According to Taiwanese officials, both individuals were Japanese nationals who took advantage of visa-free travel to Taiwan. They performed their demonstration at the busy Ximending shopping district in Taipei, using a microphone to amplify their voices as they proclaimed their “love” for the Chinese Communist regime.
The Japanese men uploaded video of their demonstration to several social media accounts, including China’s heavily censored microblogging platform Weibo.
China’s state-run Global Times found a Weibo account that appears to belong to one of the men, who gave his real name as “Hiroyuki Tanaka.” He claimed to be a recent graduate of Waseda University in Tokyo who has studied and worked in China. In one of his older Weibo posts, he claimed to be married to a Taiwanese woman.

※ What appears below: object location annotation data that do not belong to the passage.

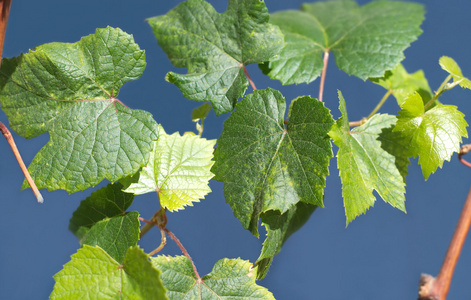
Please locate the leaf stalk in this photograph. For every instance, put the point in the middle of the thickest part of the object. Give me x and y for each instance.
(437, 288)
(324, 71)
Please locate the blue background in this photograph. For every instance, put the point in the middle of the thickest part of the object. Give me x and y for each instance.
(379, 256)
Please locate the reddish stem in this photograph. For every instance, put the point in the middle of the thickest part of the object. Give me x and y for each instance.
(7, 134)
(252, 84)
(174, 238)
(437, 288)
(324, 71)
(5, 13)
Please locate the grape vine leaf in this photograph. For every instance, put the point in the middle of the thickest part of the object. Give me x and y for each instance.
(366, 41)
(93, 274)
(364, 166)
(178, 169)
(199, 114)
(449, 64)
(101, 220)
(215, 48)
(69, 91)
(267, 166)
(432, 135)
(279, 228)
(395, 144)
(107, 202)
(401, 84)
(229, 279)
(114, 235)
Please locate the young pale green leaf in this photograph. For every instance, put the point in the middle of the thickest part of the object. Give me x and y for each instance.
(215, 48)
(69, 91)
(432, 135)
(279, 229)
(366, 41)
(401, 84)
(267, 166)
(230, 279)
(93, 274)
(107, 202)
(364, 166)
(114, 235)
(449, 64)
(178, 170)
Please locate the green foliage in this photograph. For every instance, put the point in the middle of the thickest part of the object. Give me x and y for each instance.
(101, 220)
(279, 228)
(273, 167)
(432, 135)
(401, 84)
(178, 169)
(267, 166)
(448, 64)
(364, 165)
(93, 274)
(229, 279)
(216, 47)
(366, 41)
(69, 91)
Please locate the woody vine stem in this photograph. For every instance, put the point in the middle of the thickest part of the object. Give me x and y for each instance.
(5, 12)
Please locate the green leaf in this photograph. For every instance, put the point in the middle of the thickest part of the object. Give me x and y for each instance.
(432, 135)
(114, 235)
(279, 229)
(69, 91)
(364, 166)
(178, 170)
(107, 202)
(229, 279)
(215, 48)
(396, 145)
(449, 64)
(266, 166)
(366, 41)
(93, 274)
(199, 114)
(401, 84)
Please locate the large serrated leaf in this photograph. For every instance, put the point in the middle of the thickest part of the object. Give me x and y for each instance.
(364, 166)
(216, 47)
(69, 91)
(114, 235)
(279, 229)
(178, 170)
(266, 166)
(107, 202)
(432, 135)
(229, 279)
(366, 41)
(401, 84)
(93, 274)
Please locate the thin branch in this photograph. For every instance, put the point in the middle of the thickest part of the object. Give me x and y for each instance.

The Tanaka account posted a video of him making declarations such as “Taiwan is China’s territory, this is a fact” and “I absolutely support the one-China principle.”
In another video, both of the Japanese men made statements such as “We are Japanese, we love China” and “We like China very much,” speaking in both Japanese and Chinese.
Taiwan’s National Immigration Agency (NIA) said on Tuesday the other Japanese man called himself “Aira Todomi.”
A number of angry Taiwanese social media users reported Todomi’s videos on TikTok to the NIA. The agency deemed him to be in violation of Taiwan’s Immigration Act, which stipulates that foreigners can be denied entry to the island if they are “believed to endanger national interests, public security, public order, or the good customs of the State.”
The NIA said Tanaka was deported on Monday morning. Todomi left Taiwan of his own volition after recording the video, so he would be barred from re-entry.